Thank you for being a Red Hat Network customer.This e-mail provides you with important information about the upcoming discontinuation of Red Hat Linux, and resources to assist you with your migration to another Red Hat solution.
As previously communicated, Red Hat will discontinue maintenance and errata support for Red Hat Linux 7.1, 7.2, 7.3 and 8.0 as of December 31, 2003. Red Hat will discontinue maintenance and errata support for Red Hat Linux 9 as of April 30, 2004. Red Hat does not plan to release another product in the Red Hat Linux line.
I find this terribly, terribly annoying. I've been using RedHat since the 5.0 days. I run a bunch of small servers on RH 7.x and 8.x. If I read this correctly, plain-old RedHat linux is no more. End-of-life. Unless I want to buy the subscription-based Enterprise (read:expensive) version, it appears that I'm SOL.
In looking at the feature comparison, it appears I could choose between the Workstation and Enterprise versions. According to the pricing chart, that would cost $179 or $349. But here is my problem. These products are listed as only "supporting" one or two CPUs.
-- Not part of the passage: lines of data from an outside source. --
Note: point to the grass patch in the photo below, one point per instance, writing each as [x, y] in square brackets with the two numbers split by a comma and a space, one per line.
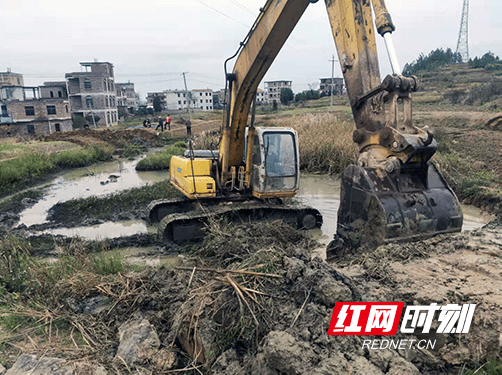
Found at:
[326, 144]
[39, 301]
[160, 160]
[109, 263]
[478, 186]
[30, 166]
[82, 157]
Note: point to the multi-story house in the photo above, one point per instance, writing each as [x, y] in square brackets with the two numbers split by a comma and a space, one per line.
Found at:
[198, 99]
[34, 110]
[92, 94]
[325, 86]
[151, 97]
[273, 89]
[126, 97]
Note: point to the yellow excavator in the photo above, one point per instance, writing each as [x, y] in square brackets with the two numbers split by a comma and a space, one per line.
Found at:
[394, 193]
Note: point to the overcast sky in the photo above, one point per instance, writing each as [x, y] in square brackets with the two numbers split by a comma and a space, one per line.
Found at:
[151, 42]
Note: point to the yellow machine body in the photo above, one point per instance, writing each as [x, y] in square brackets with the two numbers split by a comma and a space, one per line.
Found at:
[192, 177]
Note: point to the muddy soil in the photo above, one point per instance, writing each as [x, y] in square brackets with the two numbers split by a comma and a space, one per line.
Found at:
[252, 300]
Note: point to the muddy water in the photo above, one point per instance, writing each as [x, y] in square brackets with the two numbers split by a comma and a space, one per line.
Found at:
[98, 180]
[321, 192]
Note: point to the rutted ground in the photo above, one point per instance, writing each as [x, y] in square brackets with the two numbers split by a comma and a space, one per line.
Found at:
[251, 300]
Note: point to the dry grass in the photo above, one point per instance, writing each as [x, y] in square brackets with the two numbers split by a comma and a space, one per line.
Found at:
[326, 144]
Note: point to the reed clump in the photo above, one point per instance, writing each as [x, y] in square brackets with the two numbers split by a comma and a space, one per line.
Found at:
[326, 144]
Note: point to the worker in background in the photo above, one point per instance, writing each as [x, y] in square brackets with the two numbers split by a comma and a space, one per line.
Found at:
[160, 125]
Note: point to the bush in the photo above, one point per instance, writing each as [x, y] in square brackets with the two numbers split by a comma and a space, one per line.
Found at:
[485, 92]
[27, 166]
[325, 142]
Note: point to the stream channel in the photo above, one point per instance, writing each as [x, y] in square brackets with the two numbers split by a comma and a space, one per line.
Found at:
[319, 191]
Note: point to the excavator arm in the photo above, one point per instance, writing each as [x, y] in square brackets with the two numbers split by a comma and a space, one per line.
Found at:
[275, 23]
[394, 193]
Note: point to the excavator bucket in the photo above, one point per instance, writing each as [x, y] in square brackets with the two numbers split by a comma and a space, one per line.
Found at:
[406, 205]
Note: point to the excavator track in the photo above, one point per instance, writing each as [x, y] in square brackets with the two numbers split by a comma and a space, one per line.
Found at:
[188, 224]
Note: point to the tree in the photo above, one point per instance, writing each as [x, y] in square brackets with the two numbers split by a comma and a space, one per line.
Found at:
[157, 104]
[432, 61]
[287, 96]
[78, 121]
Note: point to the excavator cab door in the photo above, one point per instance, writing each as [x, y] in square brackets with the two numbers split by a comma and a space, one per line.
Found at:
[275, 169]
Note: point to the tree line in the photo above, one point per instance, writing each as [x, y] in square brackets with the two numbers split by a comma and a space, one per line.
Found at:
[440, 57]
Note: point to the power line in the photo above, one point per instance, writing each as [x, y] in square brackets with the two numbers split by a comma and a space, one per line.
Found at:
[223, 14]
[242, 6]
[463, 44]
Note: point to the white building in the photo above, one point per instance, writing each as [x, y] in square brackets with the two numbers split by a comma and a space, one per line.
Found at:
[261, 97]
[199, 99]
[273, 89]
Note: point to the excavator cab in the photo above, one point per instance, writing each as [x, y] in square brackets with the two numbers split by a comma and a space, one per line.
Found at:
[275, 163]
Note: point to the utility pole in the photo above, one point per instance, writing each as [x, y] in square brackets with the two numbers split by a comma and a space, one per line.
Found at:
[186, 94]
[332, 79]
[463, 40]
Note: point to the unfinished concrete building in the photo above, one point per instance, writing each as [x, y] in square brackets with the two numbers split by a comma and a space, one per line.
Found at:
[150, 98]
[325, 86]
[11, 79]
[273, 90]
[92, 95]
[32, 110]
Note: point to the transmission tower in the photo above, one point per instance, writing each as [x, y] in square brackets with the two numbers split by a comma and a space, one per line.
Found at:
[463, 44]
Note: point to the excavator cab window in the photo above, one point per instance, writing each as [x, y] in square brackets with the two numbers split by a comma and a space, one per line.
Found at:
[280, 161]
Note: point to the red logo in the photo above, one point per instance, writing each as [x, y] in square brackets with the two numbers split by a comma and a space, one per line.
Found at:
[365, 318]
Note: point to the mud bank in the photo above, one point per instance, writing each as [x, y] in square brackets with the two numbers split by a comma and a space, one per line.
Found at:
[252, 300]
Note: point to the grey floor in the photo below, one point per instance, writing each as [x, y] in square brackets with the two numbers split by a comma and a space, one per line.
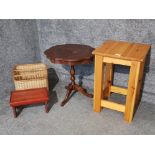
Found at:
[76, 117]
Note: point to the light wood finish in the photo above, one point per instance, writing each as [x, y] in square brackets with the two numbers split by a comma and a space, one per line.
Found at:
[123, 50]
[113, 105]
[139, 85]
[118, 90]
[119, 53]
[108, 78]
[117, 61]
[98, 80]
[132, 90]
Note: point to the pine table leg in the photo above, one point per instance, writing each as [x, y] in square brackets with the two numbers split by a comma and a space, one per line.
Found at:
[132, 90]
[108, 79]
[14, 112]
[46, 107]
[98, 83]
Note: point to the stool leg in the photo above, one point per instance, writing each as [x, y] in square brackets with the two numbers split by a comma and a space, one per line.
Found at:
[138, 96]
[14, 112]
[108, 79]
[132, 90]
[46, 107]
[98, 83]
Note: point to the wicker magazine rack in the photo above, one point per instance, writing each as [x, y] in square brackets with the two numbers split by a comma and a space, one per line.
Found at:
[28, 76]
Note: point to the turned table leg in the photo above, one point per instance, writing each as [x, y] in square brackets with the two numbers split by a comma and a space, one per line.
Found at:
[73, 86]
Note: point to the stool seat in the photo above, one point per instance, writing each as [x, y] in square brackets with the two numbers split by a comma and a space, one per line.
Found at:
[119, 53]
[27, 97]
[123, 50]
I'm not sure what that really means, but I'm not a linux user because I like using factory-crippled products. I'm getting a bad feeling about RedHat.
Because a number of the servers I run are for non-profit organizations, and the work is pro-bono, I don't feel comfortable installing RedHat Enterprise for them. Seems like too much of a risk. I'm was willing to buy RedHat Network subscriptions for each of the servers, but I'm not going to buy individual copies of RedHat Enterprise for them.
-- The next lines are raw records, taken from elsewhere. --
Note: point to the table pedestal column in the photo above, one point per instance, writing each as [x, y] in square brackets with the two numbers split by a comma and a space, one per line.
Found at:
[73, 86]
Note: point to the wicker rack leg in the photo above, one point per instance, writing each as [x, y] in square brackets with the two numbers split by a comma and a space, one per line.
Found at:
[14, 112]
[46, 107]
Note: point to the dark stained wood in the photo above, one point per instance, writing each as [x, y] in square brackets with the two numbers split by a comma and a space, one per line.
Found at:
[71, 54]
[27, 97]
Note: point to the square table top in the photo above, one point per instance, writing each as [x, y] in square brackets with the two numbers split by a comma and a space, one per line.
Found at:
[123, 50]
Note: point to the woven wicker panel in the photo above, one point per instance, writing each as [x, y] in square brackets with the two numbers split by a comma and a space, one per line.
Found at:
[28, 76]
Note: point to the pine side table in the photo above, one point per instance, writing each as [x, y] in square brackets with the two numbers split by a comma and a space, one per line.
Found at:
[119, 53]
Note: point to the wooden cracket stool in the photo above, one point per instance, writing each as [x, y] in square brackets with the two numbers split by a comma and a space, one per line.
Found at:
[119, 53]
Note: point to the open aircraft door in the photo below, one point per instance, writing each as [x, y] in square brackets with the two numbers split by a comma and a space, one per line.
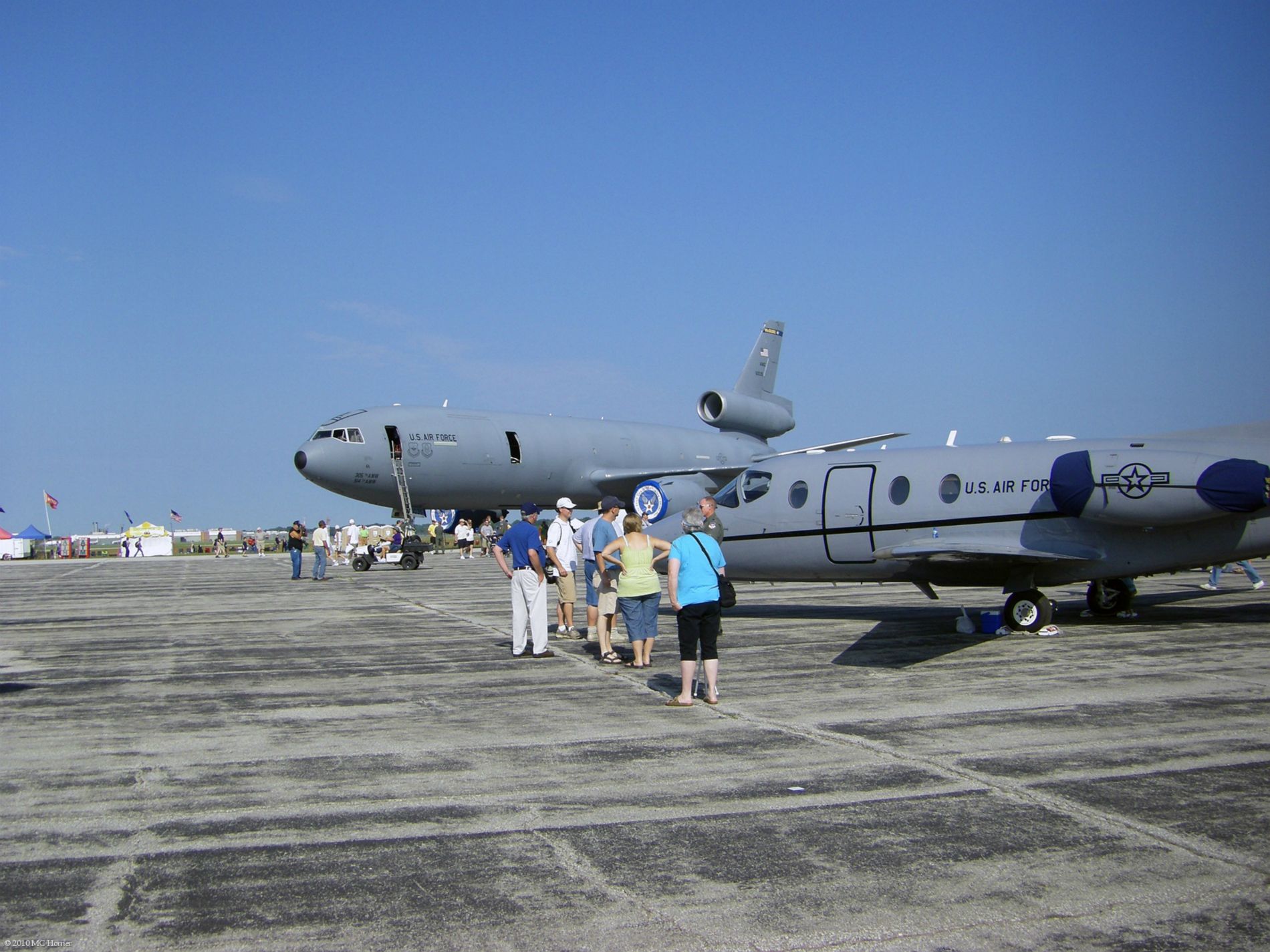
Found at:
[849, 513]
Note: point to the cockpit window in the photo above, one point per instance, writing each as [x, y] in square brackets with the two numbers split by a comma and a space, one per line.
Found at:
[727, 496]
[755, 484]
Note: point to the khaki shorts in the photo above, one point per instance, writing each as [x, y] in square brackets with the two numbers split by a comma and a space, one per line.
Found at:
[608, 596]
[567, 591]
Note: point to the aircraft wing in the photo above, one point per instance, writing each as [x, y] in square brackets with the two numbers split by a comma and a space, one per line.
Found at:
[975, 551]
[622, 482]
[831, 447]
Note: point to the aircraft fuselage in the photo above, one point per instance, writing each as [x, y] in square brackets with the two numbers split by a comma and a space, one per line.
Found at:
[983, 516]
[468, 458]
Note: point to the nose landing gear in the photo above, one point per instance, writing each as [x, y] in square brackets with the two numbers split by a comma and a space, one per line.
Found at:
[1028, 611]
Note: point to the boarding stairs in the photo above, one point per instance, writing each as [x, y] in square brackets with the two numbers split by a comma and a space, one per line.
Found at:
[403, 489]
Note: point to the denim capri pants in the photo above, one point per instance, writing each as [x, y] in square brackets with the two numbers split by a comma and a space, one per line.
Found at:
[639, 612]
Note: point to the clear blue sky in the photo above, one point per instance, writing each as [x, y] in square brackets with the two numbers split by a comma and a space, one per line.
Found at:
[224, 222]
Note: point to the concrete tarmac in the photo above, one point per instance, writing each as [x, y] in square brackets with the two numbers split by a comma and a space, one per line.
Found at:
[203, 754]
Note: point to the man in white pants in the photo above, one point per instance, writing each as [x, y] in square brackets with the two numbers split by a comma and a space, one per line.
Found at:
[529, 583]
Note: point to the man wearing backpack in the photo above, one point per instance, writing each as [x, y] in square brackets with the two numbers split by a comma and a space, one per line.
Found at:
[564, 557]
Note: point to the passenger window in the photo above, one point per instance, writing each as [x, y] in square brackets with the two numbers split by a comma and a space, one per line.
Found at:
[727, 496]
[900, 490]
[755, 485]
[798, 494]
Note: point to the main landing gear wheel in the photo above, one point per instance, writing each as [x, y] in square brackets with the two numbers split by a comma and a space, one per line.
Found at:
[1108, 597]
[1028, 611]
My first instinct was to go totally free, and commit to migrating to Debian. I really like how Debian is put together, and apt-get is a pleasure to use. But they have a spotty history with Java, and I need Java support.
Does that leave me with SuSe? I know they are "officially" supported as a Java platform, and YaST is pretty snappy. I dread, however, learning the idiosyncrasies of another linux distribution right now. I'm way too busy.
Finally, for a while I've been kicking around the idea of creating a small, not for profit hosting deal. I've been spoiled by having dedicated servers on the internet, with fairly good physical access. 6U in a real hosting company with 1Mbps bandwidth should be around $400 per month (minus the needed hardware). Less rackspace or less bandwidth would be cheaper. It wouldn't take many people kicking in $20 / month for unlimited access to a host (DNS, Java, whatever) to start breaking even.
I'm also tempted to switch the whole sheebang over to MacOS X on an X Serve. The latest MacOS X is really nice. I'm just a little nervous about running it headless at a remote site.
I seem to have fallen into rambling here. I'll leave you with these random thoughts.